Lors de cette audience, après le témoignage déchirant de la mère de la victime, c'est son père qui a exprimé sa douleur. Les larmes aux yeux, il a déclaré : "C’était ma seule fille. Elle était extraordinaire. Elle représentait tout pour moi". Cet homme, en proie à une profonde tristesse, a partagé sa souffrance, en évoquant ses visites quotidiennes au cimetière pendant deux ans, avant que son esprit ne s'épuise : "Après mon corps a lâché".
Il a poursuivi : "Il a détruit nos vies. Ce que je trouve le plus difficile c’est qu'il ne parle pas. Son seul intérêt dans ce procès c’est de réduire sa peine, alors que nous souffrons le martyre". Son récit a résonné dans la salle d'audience, soulignant l'impact dévastateur de cette tragédie familiale.
L'accusé maintient sa version
Lucas Larivée a subi un dernier interrogatoire où il a réitéré ses affirmations, niant avoir voulu la mort de Justine et contesté toute accusation de viol. Avec une assurance troublante, il a répondu à chaque question de la présidente, ne montrant aucun signe de faiblesse jusqu'à ce qu'un moment de vulnérabilité émerge. Ému, il a déclaré : "Ce que j’ai fait est impardonnable. Je ne me le pardonnerai jamais". Il a même exprimé sa honte envers la famille de Justine, soulignant : "Si je n’ai pas regardé la famille de Justine, c’est par respect".
Une dernière journée de procès ce samedi
La journée de vendredi s'est achevée par la plaidoirie de l’avocat des parties civiles. Le procès, finalement prolongé d'une journée, reprendra ce samedi avec les réquisitions de l’avocat général suivies des plaidoiries de la défense, avant les délibérations du jury.
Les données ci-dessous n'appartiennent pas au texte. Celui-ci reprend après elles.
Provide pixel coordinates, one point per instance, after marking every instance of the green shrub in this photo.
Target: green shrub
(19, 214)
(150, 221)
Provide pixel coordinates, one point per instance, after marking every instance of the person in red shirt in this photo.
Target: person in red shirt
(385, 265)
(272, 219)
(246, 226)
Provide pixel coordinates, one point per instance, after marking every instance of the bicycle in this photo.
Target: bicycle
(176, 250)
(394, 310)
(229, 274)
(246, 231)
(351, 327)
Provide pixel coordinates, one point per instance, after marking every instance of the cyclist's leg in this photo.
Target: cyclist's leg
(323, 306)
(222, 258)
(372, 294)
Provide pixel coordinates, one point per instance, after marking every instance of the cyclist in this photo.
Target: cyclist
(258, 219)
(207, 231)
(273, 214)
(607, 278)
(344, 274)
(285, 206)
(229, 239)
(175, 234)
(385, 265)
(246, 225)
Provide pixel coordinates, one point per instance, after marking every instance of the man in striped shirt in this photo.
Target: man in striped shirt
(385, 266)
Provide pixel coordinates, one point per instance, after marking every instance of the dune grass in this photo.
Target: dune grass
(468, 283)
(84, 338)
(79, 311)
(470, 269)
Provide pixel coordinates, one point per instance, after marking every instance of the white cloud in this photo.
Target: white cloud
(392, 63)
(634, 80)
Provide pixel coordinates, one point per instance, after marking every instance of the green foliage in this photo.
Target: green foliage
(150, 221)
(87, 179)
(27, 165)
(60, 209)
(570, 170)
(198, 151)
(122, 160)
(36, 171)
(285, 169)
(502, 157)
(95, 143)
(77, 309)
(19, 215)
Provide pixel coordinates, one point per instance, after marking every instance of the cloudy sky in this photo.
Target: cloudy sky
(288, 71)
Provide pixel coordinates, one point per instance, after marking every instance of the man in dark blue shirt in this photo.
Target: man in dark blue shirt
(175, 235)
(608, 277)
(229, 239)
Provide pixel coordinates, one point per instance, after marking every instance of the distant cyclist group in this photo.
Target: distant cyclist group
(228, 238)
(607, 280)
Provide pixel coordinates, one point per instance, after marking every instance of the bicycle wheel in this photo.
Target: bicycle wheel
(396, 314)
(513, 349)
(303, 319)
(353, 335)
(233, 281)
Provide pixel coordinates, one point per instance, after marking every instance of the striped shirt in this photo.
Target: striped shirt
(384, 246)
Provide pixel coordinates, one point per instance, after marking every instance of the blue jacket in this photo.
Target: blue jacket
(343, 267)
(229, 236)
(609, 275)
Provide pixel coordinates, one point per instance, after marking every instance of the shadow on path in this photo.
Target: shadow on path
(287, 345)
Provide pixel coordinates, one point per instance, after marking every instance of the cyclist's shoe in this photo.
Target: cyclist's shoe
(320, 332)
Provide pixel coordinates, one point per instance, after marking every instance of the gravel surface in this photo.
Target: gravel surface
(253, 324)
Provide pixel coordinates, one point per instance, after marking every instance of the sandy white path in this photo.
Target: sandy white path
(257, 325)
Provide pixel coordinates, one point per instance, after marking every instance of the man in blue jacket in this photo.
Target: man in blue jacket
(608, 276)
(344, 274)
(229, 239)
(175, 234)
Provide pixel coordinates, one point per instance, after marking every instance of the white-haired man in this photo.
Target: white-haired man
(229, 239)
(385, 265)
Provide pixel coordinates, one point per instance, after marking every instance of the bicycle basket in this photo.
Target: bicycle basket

Lucas Larivée, déjà condamné pour un incendie volontaire, risque cette fois selon des sources judiciaires une réclusion criminelle à perpétuité, ce qui soulève des inquiétudes au sein de la communauté.
Des experts en droit pénal suggèrent que l'issue pourrait également être influencée par la force des témoignages présentés au tribunal. Selon une étude récente de France Info, la reconnaissance de culpabilité et la profondeur des témoignages émotionnels ont un impact important sur les décisions des jurys. Reste à voir comment ces éléments joueront dans ce cas tragique.